Impunity issue is relevant to the Post-2015 Development Agenda

Panellists discussing impunity: Prima Jesusa Quinsayas, Gayathry Venkiteswaran, Guy Berger, Yosep Adi Prasetyo and Jesper Hojberg. © UNESCO

Where journalists can be attacked without repercussions for the perpetrators, human rights and sustainable development are deeply damaged. This was the underlying theme amongst a panel of experts speaking at the Global Media Forum in Bali on Wednesday, 27 August, an event hosted by UNESCO and the Ministry of Communication and Information Technologies, Republic of Indonesia.

The panel took place in the context of the forthcoming International Day to End Impunity for Crimes Against Journalists. Set for 2 November, this date has been proclaimed by the UN General Assembly.

Speaking about impunity, Indonesian Press Council member Mr Yosep Adi Prasetyo listed 11 still unresolved cases of killings of journalists in his country between 1986 and 2010. He urged the creation of a “Working Group Handling Violence against Journalists” and called for memoranda of understandings with police, attorney general, Supreme Court and the Witness and Victim Protection Agency.

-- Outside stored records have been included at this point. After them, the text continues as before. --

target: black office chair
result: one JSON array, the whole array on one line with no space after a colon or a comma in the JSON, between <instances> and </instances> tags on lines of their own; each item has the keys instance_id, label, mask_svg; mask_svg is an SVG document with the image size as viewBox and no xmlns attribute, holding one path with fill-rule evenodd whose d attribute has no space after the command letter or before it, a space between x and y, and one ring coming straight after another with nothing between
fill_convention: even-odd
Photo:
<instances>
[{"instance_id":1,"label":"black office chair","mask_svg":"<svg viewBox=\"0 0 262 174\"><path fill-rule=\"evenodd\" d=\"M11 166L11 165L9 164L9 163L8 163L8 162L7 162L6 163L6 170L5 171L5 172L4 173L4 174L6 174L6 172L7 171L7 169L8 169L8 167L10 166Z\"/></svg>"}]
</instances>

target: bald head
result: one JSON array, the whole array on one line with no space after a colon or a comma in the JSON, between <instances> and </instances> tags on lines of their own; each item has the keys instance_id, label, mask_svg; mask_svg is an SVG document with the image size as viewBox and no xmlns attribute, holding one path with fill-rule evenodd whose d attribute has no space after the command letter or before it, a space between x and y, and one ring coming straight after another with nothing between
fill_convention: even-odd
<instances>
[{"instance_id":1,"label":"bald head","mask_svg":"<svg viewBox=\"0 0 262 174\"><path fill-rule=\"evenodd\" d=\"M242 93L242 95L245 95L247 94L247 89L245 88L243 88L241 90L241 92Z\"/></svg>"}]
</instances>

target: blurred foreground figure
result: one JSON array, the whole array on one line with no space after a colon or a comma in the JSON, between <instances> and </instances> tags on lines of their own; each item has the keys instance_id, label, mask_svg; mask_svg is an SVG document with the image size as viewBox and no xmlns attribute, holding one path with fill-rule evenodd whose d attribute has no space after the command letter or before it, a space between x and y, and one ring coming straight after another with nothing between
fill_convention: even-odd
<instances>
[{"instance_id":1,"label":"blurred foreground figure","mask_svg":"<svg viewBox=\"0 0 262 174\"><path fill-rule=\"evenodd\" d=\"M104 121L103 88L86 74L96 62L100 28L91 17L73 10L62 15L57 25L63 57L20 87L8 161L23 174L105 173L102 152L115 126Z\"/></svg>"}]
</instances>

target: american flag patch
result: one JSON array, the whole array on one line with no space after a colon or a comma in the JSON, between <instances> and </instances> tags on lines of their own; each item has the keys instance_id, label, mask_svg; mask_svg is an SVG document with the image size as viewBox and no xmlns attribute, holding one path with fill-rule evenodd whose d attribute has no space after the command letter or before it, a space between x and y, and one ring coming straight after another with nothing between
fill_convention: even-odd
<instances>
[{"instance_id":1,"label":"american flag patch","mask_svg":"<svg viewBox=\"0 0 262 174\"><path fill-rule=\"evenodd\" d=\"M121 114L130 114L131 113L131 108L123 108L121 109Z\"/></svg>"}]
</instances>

Ms Prima Jesusa Quinsayas of the Freedom Fund for Filipino Journalists reported that in her country there had been only 14 convictions for the killings of 145 journalists, adding that even so “none have involved the masterminds”.

She welcomed her government’s response to set up special task forces to tackle media murders, and called for quick response teams with private lawyers to help police investigators build strong cases against suspects.

Ms Gayethry Venkiteswaran, Head of the Southeast Asian Press Alliance, said there was a need to educate the region’s media about the impunity issue, such as through a journalism fellowship that SEAPA was operating this year.

The UN Plan of Action on the Safety of Journalists and the Issue of Impunity was commended by Jesper Hojberg, Executive Director of International Media Support. “We need to emphasise strong national mechanisms to advance the Plan at country-level,” he said.

Director for Freedom of Expression and Media Development at UNESCO, Guy Berger, noted that the latest version of the draft Sustainable Development Goals of the Open Working Group highlighted three times the importance, for development, of the "rule of law”.

“Combined with references to ‘public access to information’ and ‘fundamental freedoms’, this provides a direct link to impunity as a development issue,” said Berger.

“UNESCO has indicators to measure progress in the fight against impunity, which show that this issue can be measured as part of the development process,” he added.